I was elated to have my story, The Night Side, published last week in the inaugural issue of Fatal Flaw Literary Magazine (Vol 1: Dystopia). You can find the story here, and I encourage anyone reading to check out the full issue of this exciting new magazine.

I hunted around quite a bit for a publisher for this piece. It’s a long one, for starters, with a word count above the upper limit most lit mags and journals stipulate in their submission guidelines. When I came across Fatal Flaw’s request for submissions that “consider the world through a cracked lens” for their Dystopia-themed issue, I leapt at the chance to submit; to me, The Night Side most certainly inhabited a place within that description (and much to my delight, the editors agreed!).

Prayer flags on a ridge above the village of Dingboche

I’m very fond of this piece, so I decided to write a bit here about how it came about.

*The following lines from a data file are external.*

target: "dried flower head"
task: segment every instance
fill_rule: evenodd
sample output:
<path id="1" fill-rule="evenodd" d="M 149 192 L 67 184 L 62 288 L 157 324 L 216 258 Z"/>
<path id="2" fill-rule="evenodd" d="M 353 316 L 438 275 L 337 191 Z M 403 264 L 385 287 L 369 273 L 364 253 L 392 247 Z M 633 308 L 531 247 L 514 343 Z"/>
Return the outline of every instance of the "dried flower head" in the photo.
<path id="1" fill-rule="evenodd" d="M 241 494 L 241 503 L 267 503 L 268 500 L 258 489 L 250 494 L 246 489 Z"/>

The seeds of the idea for it were planted back in April 2016, when two friends and I were making a trek in Nepal from the village of Salleri to Everest Base Camp. For several days after the outset the trek, especially prior to our rugged trail meeting the main track out of Lukla, we found ourselves completely without internet access. At one point, my friend commented (a bit ominously), “There could have been another 9/11 and we wouldn’t even know.” Of course, he wasn’t explicitly talking about terrorist attacks, but rather that any event of potentially world-changing magnitude could have been happening elsewhere, which we would have remained in ignorance of until we either got back online or a local villager who had acquired such news managed to inform us about it.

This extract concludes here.